RE: The fossil record is the claim not the evidence
January 8, 2014 at 12:28 am
(This post was last modified: January 8, 2014 at 12:33 am by Angrboda.)
While I'm reluctant to defend Chad, there is a charitable interpretation that can be made. The fossil record itself doesn't support any specific theory without being interpreted to support a specific theory, taking into account any relevant auxiliary hypotheses needed to form that interpretation (such as the interpretation of dating methods and of the meaning of the geological column).
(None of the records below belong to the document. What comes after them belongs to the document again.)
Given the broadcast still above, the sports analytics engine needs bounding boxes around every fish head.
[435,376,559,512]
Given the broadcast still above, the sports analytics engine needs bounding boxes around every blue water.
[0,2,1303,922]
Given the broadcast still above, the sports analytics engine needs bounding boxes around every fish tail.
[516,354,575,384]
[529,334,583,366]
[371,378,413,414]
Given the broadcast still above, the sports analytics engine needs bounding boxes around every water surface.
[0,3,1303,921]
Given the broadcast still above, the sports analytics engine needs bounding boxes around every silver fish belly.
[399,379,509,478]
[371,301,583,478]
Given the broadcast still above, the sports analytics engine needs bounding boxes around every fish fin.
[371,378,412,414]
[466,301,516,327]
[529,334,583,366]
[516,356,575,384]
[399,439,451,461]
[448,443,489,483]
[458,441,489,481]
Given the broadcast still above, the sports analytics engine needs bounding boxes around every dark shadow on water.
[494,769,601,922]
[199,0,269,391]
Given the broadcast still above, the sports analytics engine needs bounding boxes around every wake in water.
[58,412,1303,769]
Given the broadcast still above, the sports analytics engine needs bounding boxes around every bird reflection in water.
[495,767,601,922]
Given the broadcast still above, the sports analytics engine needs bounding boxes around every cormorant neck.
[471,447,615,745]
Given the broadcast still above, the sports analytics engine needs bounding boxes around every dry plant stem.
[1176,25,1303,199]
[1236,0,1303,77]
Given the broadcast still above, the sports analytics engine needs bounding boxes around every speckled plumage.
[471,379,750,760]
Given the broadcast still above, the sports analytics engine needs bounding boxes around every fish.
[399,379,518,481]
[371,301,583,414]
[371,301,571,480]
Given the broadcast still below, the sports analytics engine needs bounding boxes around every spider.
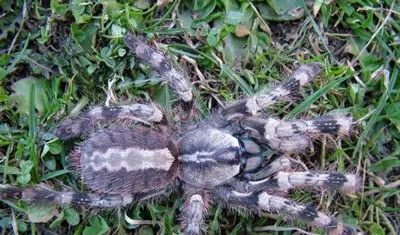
[0,33,360,234]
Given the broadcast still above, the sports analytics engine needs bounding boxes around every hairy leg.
[241,157,291,181]
[56,104,164,140]
[124,33,193,109]
[220,63,322,120]
[241,116,352,153]
[181,184,209,235]
[213,186,354,235]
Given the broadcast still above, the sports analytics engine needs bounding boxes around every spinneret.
[0,34,361,235]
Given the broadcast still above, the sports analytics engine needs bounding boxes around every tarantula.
[0,34,360,234]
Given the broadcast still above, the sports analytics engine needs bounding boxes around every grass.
[0,0,400,234]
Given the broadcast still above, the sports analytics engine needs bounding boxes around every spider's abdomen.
[69,128,178,194]
[179,128,240,188]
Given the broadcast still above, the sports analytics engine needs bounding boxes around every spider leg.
[225,171,361,192]
[241,116,352,153]
[0,185,169,208]
[124,33,193,110]
[213,186,354,235]
[241,157,291,181]
[56,104,164,140]
[182,193,207,235]
[220,63,322,120]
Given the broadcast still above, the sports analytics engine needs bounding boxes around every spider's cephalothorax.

The more defensible statement, interpreting him charitably, is saying that the fossil evidence is not in itself evidence that interpreting it to support evolution is correct; that the fossil record supports the evolutionary hypothesis is a claim, and one which requires additional support for it to be robust (from physics, from molecular biology, from dating of the geological column, and so forth). The fossil record by itself is a piece of evidence, but by itself, on the whole, it is not overly persuasive if considered independent of the other evidences. It is the mutual reinforcement of multiple lines of evidence which is what makes evolution a robust theory. If argued on the basis of fossils alone, it's hardly conclusive. Granted, I don't put any stock in it, but interpreting the fossil evidence alone as the result of a catastrophic flood is on much more equal footing with the evolutionary hypothesis, if, one doesn't take into account other evidences which corroborate the evolutionary hypothesis, and demote the global flood hypothesis.
So, perhaps Chad did mean it in an indefensible sense. However, I'm inclined to suspect that he was aiming for a parallel slogan similar to the "bible is the claim, not the evidence" slogan that is currently alive on the forum. I'm willing to accept he meant the more defensible statement above, and ended up trying to be too clever by half.